National Key Laboratory of Veterinary Public Health and Safety, College of Veterinary Medicine, China Agricultural University, Beijing 100193, China.
Ministry of Education Key Laboratory of Cell Activities and Stress Adaptations, School of Life Sciences, Lanzhou University, Lanzhou 730000, China.
Cell Chem Biol. 2024 Nov 21;31(11):1874-1884.e6. doi: 10.1016/j.chembiol.2024.06.017. Epub 2024 Jul 31.
The rapid rise of antibiotic resistance calls for the discovery of new antibiotics with distinct antibacterial mechanisms. New target mining is indispensable for developing antibiotics. Plant-microbial antibiotics are appealing to underexplored sources due to a dearth of comprehensive understanding of antibacterial activity and the excavation of new targets. Here, a series of phloroglucinol derivatives of plant-root-associated Pseudomonas fluorescens were synthesized for structure-activity relationship analysis.

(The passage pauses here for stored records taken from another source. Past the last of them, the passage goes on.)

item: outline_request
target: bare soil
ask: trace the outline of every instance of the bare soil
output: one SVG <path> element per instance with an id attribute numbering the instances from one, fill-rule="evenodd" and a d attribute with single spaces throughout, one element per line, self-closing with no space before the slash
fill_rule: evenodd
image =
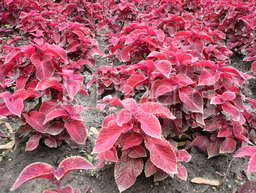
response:
<path id="1" fill-rule="evenodd" d="M 101 50 L 104 50 L 104 44 L 101 44 Z M 243 62 L 243 56 L 236 55 L 233 57 L 236 68 L 243 72 L 250 70 L 251 63 Z M 96 57 L 97 67 L 101 67 L 108 63 L 106 60 L 99 57 Z M 96 68 L 94 69 L 95 71 Z M 87 79 L 90 80 L 90 75 L 88 75 Z M 248 83 L 248 88 L 252 90 L 253 96 L 256 96 L 256 80 L 255 77 Z M 85 126 L 90 131 L 91 127 L 94 127 L 99 131 L 101 128 L 101 123 L 106 115 L 99 114 L 96 109 L 97 102 L 103 96 L 99 96 L 93 93 L 93 90 L 89 90 L 89 96 L 82 94 L 76 95 L 79 104 L 91 110 L 83 112 L 82 114 Z M 32 102 L 31 102 L 32 103 Z M 18 121 L 13 121 L 11 119 L 5 119 L 9 123 L 14 131 L 18 128 L 20 123 Z M 1 131 L 5 129 L 4 124 L 0 125 Z M 86 144 L 80 145 L 80 148 L 71 149 L 68 144 L 64 144 L 60 147 L 56 149 L 49 148 L 44 144 L 39 145 L 34 150 L 25 152 L 25 142 L 27 138 L 24 138 L 20 143 L 18 147 L 10 152 L 8 155 L 3 158 L 0 163 L 0 193 L 10 192 L 10 189 L 14 184 L 22 170 L 27 165 L 35 163 L 45 163 L 55 167 L 67 157 L 71 156 L 81 156 L 87 157 L 87 155 L 90 155 L 97 135 L 92 134 L 87 136 Z M 0 140 L 3 143 L 3 140 Z M 240 147 L 238 142 L 238 149 Z M 8 150 L 4 150 L 8 152 Z M 213 187 L 205 184 L 197 184 L 190 182 L 194 177 L 203 177 L 209 180 L 221 180 L 222 175 L 225 174 L 227 168 L 231 160 L 233 154 L 227 154 L 222 156 L 207 158 L 206 155 L 199 153 L 194 148 L 188 150 L 192 156 L 191 161 L 184 163 L 188 173 L 187 181 L 183 181 L 176 176 L 174 178 L 168 177 L 166 180 L 153 182 L 153 177 L 146 178 L 143 173 L 138 176 L 135 183 L 124 192 L 170 192 L 170 193 L 189 193 L 189 192 L 235 192 L 243 183 L 246 181 L 246 178 L 243 175 L 243 170 L 246 170 L 248 158 L 236 158 L 231 164 L 231 167 L 227 174 L 227 178 L 224 183 L 220 186 Z M 92 155 L 94 157 L 96 155 Z M 11 161 L 8 161 L 11 159 Z M 97 164 L 97 161 L 94 159 L 94 165 Z M 62 187 L 70 185 L 73 188 L 85 192 L 86 187 L 89 187 L 88 192 L 95 193 L 115 193 L 119 192 L 114 178 L 113 163 L 109 163 L 104 168 L 89 170 L 78 170 L 69 173 L 61 183 Z M 256 175 L 253 173 L 252 180 L 256 180 Z M 13 192 L 43 192 L 45 189 L 55 189 L 55 184 L 46 179 L 37 179 L 29 181 L 21 185 Z"/>

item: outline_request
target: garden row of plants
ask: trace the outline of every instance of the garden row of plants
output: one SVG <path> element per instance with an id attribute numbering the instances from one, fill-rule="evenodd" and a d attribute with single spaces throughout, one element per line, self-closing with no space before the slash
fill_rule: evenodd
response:
<path id="1" fill-rule="evenodd" d="M 181 163 L 190 161 L 190 147 L 210 158 L 232 152 L 239 141 L 234 157 L 251 157 L 248 172 L 256 171 L 256 100 L 241 92 L 252 95 L 246 84 L 256 72 L 254 1 L 0 2 L 0 116 L 24 123 L 16 147 L 28 135 L 26 150 L 39 142 L 85 144 L 80 112 L 89 109 L 73 104 L 78 92 L 88 95 L 94 85 L 99 95 L 123 93 L 99 101 L 99 112 L 113 109 L 109 105 L 122 109 L 105 117 L 92 152 L 96 168 L 116 163 L 120 192 L 143 169 L 155 181 L 174 175 L 186 180 Z M 108 43 L 104 50 L 96 37 Z M 231 56 L 241 53 L 252 62 L 246 73 L 232 66 Z M 94 70 L 96 55 L 113 63 Z M 28 108 L 31 98 L 38 103 Z M 69 160 L 57 170 L 30 165 L 11 189 L 45 177 L 58 187 L 45 192 L 75 192 L 59 183 L 70 171 L 94 167 L 80 157 Z"/>

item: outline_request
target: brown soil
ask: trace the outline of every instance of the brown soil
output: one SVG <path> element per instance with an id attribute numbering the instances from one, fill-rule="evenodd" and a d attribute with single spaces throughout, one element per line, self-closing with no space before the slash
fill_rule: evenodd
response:
<path id="1" fill-rule="evenodd" d="M 103 50 L 104 46 L 104 45 L 101 46 L 101 49 Z M 234 66 L 243 72 L 248 72 L 250 70 L 250 63 L 243 62 L 242 58 L 243 56 L 239 55 L 233 57 L 235 62 Z M 106 61 L 100 57 L 97 57 L 96 59 L 97 67 L 109 65 Z M 91 76 L 89 75 L 87 80 L 90 80 L 90 77 Z M 251 97 L 254 98 L 256 96 L 255 81 L 255 79 L 252 79 L 248 84 L 248 88 L 251 89 L 253 93 L 253 96 Z M 103 96 L 93 93 L 92 90 L 90 90 L 89 93 L 89 96 L 78 94 L 76 98 L 80 105 L 92 109 L 82 114 L 83 122 L 89 131 L 91 127 L 94 127 L 100 131 L 104 115 L 99 115 L 96 110 L 96 105 L 97 100 L 102 98 Z M 13 121 L 11 119 L 4 121 L 11 124 L 14 131 L 20 125 L 18 121 Z M 4 124 L 0 125 L 0 127 L 1 131 L 5 129 Z M 86 144 L 81 145 L 79 149 L 71 149 L 66 144 L 62 145 L 59 148 L 51 149 L 44 144 L 39 144 L 34 150 L 29 152 L 25 151 L 25 142 L 27 138 L 24 138 L 20 143 L 18 148 L 3 157 L 3 161 L 0 163 L 0 193 L 10 192 L 10 189 L 22 170 L 31 163 L 43 162 L 57 168 L 59 163 L 67 157 L 81 156 L 87 157 L 87 154 L 90 155 L 93 150 L 96 138 L 97 135 L 95 134 L 88 136 Z M 0 141 L 3 142 L 3 140 Z M 146 178 L 143 173 L 137 178 L 135 183 L 124 192 L 235 192 L 236 190 L 238 190 L 239 187 L 246 181 L 246 177 L 242 174 L 242 171 L 247 170 L 248 158 L 236 158 L 231 164 L 224 184 L 218 187 L 213 187 L 193 183 L 190 182 L 190 180 L 194 177 L 220 180 L 223 178 L 220 175 L 225 175 L 232 159 L 232 156 L 234 153 L 224 154 L 208 159 L 207 156 L 197 152 L 194 148 L 191 148 L 188 152 L 192 156 L 192 159 L 189 163 L 183 163 L 188 173 L 187 182 L 175 176 L 174 178 L 168 177 L 163 181 L 153 182 L 153 177 Z M 96 155 L 92 156 L 94 157 L 96 156 Z M 8 161 L 8 159 L 11 159 L 11 161 Z M 96 165 L 97 161 L 94 160 L 92 163 Z M 110 163 L 104 168 L 94 171 L 71 171 L 62 181 L 61 186 L 70 185 L 81 190 L 83 193 L 86 187 L 89 187 L 88 192 L 118 192 L 115 182 L 114 166 L 113 163 Z M 256 180 L 255 173 L 252 174 L 252 180 Z M 40 178 L 24 183 L 13 192 L 43 192 L 45 189 L 54 188 L 55 188 L 55 185 L 50 181 Z"/>

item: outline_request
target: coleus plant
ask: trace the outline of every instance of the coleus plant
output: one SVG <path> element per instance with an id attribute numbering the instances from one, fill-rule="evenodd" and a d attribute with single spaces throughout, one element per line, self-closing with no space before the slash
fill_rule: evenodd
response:
<path id="1" fill-rule="evenodd" d="M 63 160 L 57 169 L 43 163 L 34 163 L 25 168 L 17 179 L 10 190 L 13 191 L 23 183 L 34 179 L 46 178 L 57 185 L 57 189 L 45 190 L 44 193 L 78 193 L 80 190 L 70 186 L 60 187 L 60 183 L 66 175 L 76 170 L 94 170 L 95 167 L 86 159 L 80 156 L 73 156 Z M 86 193 L 87 190 L 85 193 Z"/>
<path id="2" fill-rule="evenodd" d="M 104 166 L 105 161 L 116 162 L 115 178 L 120 192 L 131 186 L 143 171 L 143 159 L 146 176 L 154 175 L 159 180 L 164 175 L 185 180 L 187 172 L 180 164 L 189 161 L 186 150 L 174 148 L 162 135 L 158 116 L 167 119 L 176 117 L 157 103 L 137 105 L 133 98 L 120 100 L 113 97 L 111 105 L 124 107 L 116 114 L 107 116 L 96 140 L 94 154 L 99 153 L 96 168 Z"/>

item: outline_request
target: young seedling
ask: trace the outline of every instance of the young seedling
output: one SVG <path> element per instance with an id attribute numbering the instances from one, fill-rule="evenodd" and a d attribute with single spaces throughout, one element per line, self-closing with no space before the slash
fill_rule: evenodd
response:
<path id="1" fill-rule="evenodd" d="M 76 189 L 73 189 L 70 186 L 60 188 L 60 182 L 65 176 L 73 170 L 81 169 L 94 170 L 94 168 L 95 167 L 86 159 L 80 156 L 73 156 L 64 159 L 60 163 L 57 170 L 46 163 L 34 163 L 22 170 L 10 190 L 13 191 L 20 185 L 29 180 L 43 178 L 51 180 L 56 184 L 57 187 L 57 190 L 45 190 L 43 192 L 44 193 L 78 192 Z"/>

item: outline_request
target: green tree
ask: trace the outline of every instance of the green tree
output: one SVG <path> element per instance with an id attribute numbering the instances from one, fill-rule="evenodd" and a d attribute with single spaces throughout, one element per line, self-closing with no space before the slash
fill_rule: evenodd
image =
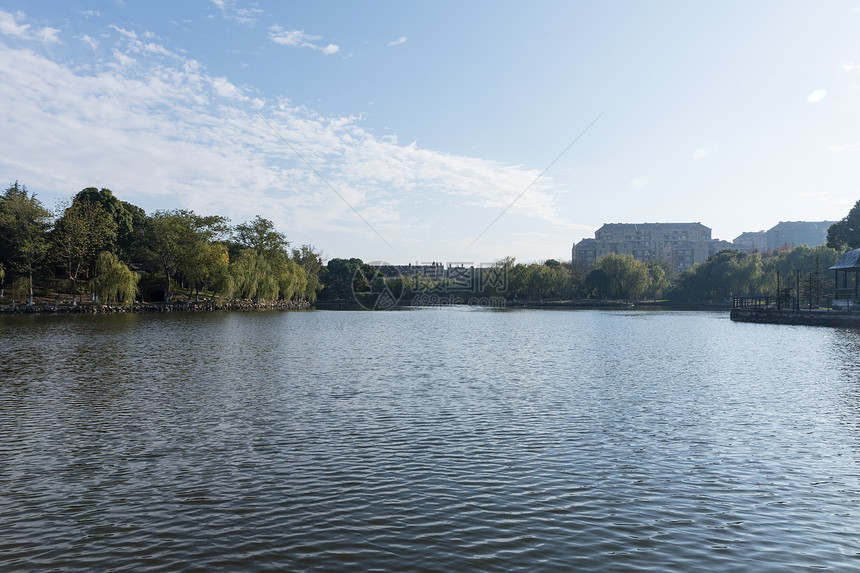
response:
<path id="1" fill-rule="evenodd" d="M 671 285 L 672 265 L 662 259 L 652 259 L 645 263 L 648 269 L 648 294 L 655 300 L 665 295 Z"/>
<path id="2" fill-rule="evenodd" d="M 275 224 L 257 215 L 253 221 L 236 225 L 234 241 L 243 249 L 254 249 L 259 254 L 280 252 L 290 246 Z"/>
<path id="3" fill-rule="evenodd" d="M 648 269 L 645 263 L 637 261 L 633 255 L 609 253 L 600 257 L 594 268 L 606 273 L 610 296 L 635 299 L 648 288 Z"/>
<path id="4" fill-rule="evenodd" d="M 100 203 L 75 198 L 63 210 L 52 231 L 54 258 L 62 263 L 71 283 L 72 301 L 77 303 L 78 281 L 91 277 L 98 255 L 109 249 L 116 236 L 116 223 Z"/>
<path id="5" fill-rule="evenodd" d="M 131 271 L 115 254 L 110 251 L 99 253 L 96 272 L 93 292 L 102 301 L 124 306 L 131 306 L 134 303 L 140 275 Z"/>
<path id="6" fill-rule="evenodd" d="M 687 302 L 724 301 L 761 292 L 764 278 L 758 253 L 727 249 L 682 272 L 675 296 Z"/>
<path id="7" fill-rule="evenodd" d="M 326 287 L 334 298 L 351 298 L 356 288 L 370 288 L 359 270 L 364 266 L 361 259 L 331 259 L 326 265 Z M 357 282 L 356 282 L 357 281 Z"/>
<path id="8" fill-rule="evenodd" d="M 51 213 L 35 194 L 16 181 L 0 195 L 0 264 L 26 277 L 29 304 L 33 304 L 33 275 L 48 254 L 47 232 Z"/>
<path id="9" fill-rule="evenodd" d="M 305 289 L 302 294 L 308 302 L 317 299 L 317 293 L 323 288 L 322 284 L 322 257 L 310 245 L 302 245 L 299 249 L 293 249 L 293 260 L 305 271 Z"/>

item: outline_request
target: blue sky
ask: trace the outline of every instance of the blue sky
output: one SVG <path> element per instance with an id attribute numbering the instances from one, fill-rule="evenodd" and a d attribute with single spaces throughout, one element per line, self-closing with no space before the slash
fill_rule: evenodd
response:
<path id="1" fill-rule="evenodd" d="M 107 187 L 397 263 L 731 240 L 860 199 L 860 0 L 0 0 L 0 102 L 0 181 L 49 207 Z"/>

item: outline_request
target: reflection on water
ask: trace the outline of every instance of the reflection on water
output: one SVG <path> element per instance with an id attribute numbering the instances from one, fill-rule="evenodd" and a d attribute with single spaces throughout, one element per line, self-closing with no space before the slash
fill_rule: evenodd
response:
<path id="1" fill-rule="evenodd" d="M 448 308 L 0 341 L 3 567 L 860 563 L 855 331 Z"/>

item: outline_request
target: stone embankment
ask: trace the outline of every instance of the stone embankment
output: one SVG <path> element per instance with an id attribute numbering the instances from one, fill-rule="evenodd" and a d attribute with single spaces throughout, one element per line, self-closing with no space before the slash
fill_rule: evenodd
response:
<path id="1" fill-rule="evenodd" d="M 220 310 L 252 311 L 252 310 L 300 310 L 310 308 L 307 301 L 276 300 L 272 302 L 254 302 L 250 300 L 234 300 L 227 302 L 171 302 L 144 303 L 132 306 L 114 306 L 106 304 L 69 303 L 38 303 L 32 305 L 10 304 L 0 306 L 0 312 L 15 314 L 120 314 L 120 313 L 151 313 L 151 312 L 214 312 Z"/>
<path id="2" fill-rule="evenodd" d="M 730 316 L 731 319 L 736 322 L 860 328 L 860 313 L 838 310 L 776 310 L 772 308 L 733 308 Z"/>

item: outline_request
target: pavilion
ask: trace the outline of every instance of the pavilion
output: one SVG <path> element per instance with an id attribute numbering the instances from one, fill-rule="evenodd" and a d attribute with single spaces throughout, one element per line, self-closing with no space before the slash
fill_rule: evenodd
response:
<path id="1" fill-rule="evenodd" d="M 858 298 L 858 278 L 860 278 L 860 249 L 848 251 L 839 257 L 836 264 L 830 267 L 830 270 L 835 273 L 836 283 L 833 285 L 834 299 Z M 839 272 L 842 271 L 842 287 L 839 287 Z M 848 286 L 848 272 L 854 271 L 854 288 Z"/>

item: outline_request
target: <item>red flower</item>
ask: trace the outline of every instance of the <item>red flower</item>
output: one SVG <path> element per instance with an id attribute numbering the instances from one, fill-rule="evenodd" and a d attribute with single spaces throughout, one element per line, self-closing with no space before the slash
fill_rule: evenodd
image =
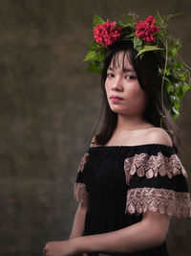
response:
<path id="1" fill-rule="evenodd" d="M 109 47 L 117 41 L 122 33 L 120 27 L 115 27 L 116 24 L 116 21 L 112 22 L 108 19 L 104 24 L 97 24 L 94 29 L 96 41 L 105 47 Z"/>
<path id="2" fill-rule="evenodd" d="M 154 26 L 155 18 L 148 16 L 144 21 L 136 22 L 136 35 L 140 37 L 143 41 L 155 43 L 154 34 L 159 32 L 158 26 Z"/>

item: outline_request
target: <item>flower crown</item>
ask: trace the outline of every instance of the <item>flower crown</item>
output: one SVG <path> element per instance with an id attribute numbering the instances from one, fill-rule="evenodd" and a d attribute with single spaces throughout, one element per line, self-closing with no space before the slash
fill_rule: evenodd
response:
<path id="1" fill-rule="evenodd" d="M 156 17 L 150 15 L 144 21 L 138 21 L 138 15 L 129 13 L 123 15 L 124 23 L 117 23 L 108 19 L 105 22 L 95 13 L 95 40 L 89 43 L 89 52 L 84 58 L 84 61 L 90 61 L 88 71 L 100 73 L 108 50 L 117 41 L 131 40 L 134 49 L 138 51 L 137 57 L 140 58 L 147 52 L 155 52 L 160 63 L 159 74 L 162 78 L 161 96 L 165 86 L 174 120 L 180 115 L 180 104 L 184 93 L 191 89 L 190 68 L 179 56 L 181 43 L 166 32 L 166 22 L 175 15 L 177 14 L 160 16 L 158 12 Z M 161 98 L 163 109 L 163 97 Z M 164 117 L 163 113 L 161 117 Z"/>

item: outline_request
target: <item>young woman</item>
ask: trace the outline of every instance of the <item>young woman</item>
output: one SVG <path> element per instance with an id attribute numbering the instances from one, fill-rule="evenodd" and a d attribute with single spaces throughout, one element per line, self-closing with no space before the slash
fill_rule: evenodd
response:
<path id="1" fill-rule="evenodd" d="M 191 217 L 187 174 L 159 67 L 156 53 L 138 57 L 132 40 L 108 47 L 102 127 L 79 166 L 72 234 L 48 243 L 47 256 L 167 256 L 170 218 Z"/>

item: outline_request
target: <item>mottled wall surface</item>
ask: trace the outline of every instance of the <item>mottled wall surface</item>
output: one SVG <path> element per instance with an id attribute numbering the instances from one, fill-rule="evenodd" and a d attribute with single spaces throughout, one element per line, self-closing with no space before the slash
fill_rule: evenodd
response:
<path id="1" fill-rule="evenodd" d="M 50 240 L 68 239 L 76 203 L 73 186 L 99 114 L 97 75 L 82 63 L 93 39 L 94 11 L 104 18 L 182 12 L 169 22 L 191 65 L 189 1 L 0 0 L 0 254 L 42 255 Z M 191 176 L 191 94 L 179 126 Z M 189 181 L 190 184 L 190 181 Z M 189 220 L 173 221 L 173 256 L 191 251 Z"/>

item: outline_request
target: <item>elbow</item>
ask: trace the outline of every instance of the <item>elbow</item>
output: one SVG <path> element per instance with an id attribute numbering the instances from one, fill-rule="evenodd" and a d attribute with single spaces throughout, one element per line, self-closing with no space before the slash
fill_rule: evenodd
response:
<path id="1" fill-rule="evenodd" d="M 156 239 L 155 239 L 155 244 L 154 244 L 154 246 L 155 247 L 160 246 L 164 243 L 165 238 L 166 238 L 166 236 L 158 235 L 156 237 Z"/>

Notably, 2,4-diproylphloroglucinol (DPPG) displayed efficient bactericidal activity against a wide range of gram-positive bacteria. Importantly, mechanistic study exhibits that DPPG binds to type II NADH dehydrogenase (NDH-2), an essential enzyme catalyzing the transfer of electrons from NADH to quinones in the electron transport chain (ETC), blocking electron transfer in S. aureus. Last, we validated the efficacy of DPPG in vivo through animal infection models. Our findings not only provide a distinct antibiotic lead to treat multidrug resistant pathogens but also identify a promising antibacterial target.
抗生素耐药性的迅速上升要求我们发现具有独特抗菌机制的新抗生素。由于对抗菌活性缺乏全面了解以及新靶点的挖掘,新的靶点挖掘对于开发抗生素是必不可少的。植物-微生物抗生素是一种很有吸引力的未充分开发的来源,因为对其抗菌活性和新靶点的挖掘都知之甚少。在这里,我们合成了一系列与植物根相关的荧光假单胞菌的邻苯三酚衍生物,用于进行结构-活性关系分析。值得注意的是,2,4-二丙基邻苯三酚(DPPG)对多种革兰氏阳性菌显示出有效的杀菌活性。重要的是,机制研究表明,DPPG 与 II 型 NADH 脱氢酶(NDH-2)结合,NDH-2 是一种在电子传递链(ETC)中催化 NADH 向醌转移电子的必需酶,从而阻断金黄色葡萄球菌中的电子传递。最后,我们通过动物感染模型验证了 DPPG 在体内的疗效。我们的研究结果不仅为治疗多药耐药病原体提供了一种独特的抗生素先导化合物,还确定了一个有前途的抗菌靶点。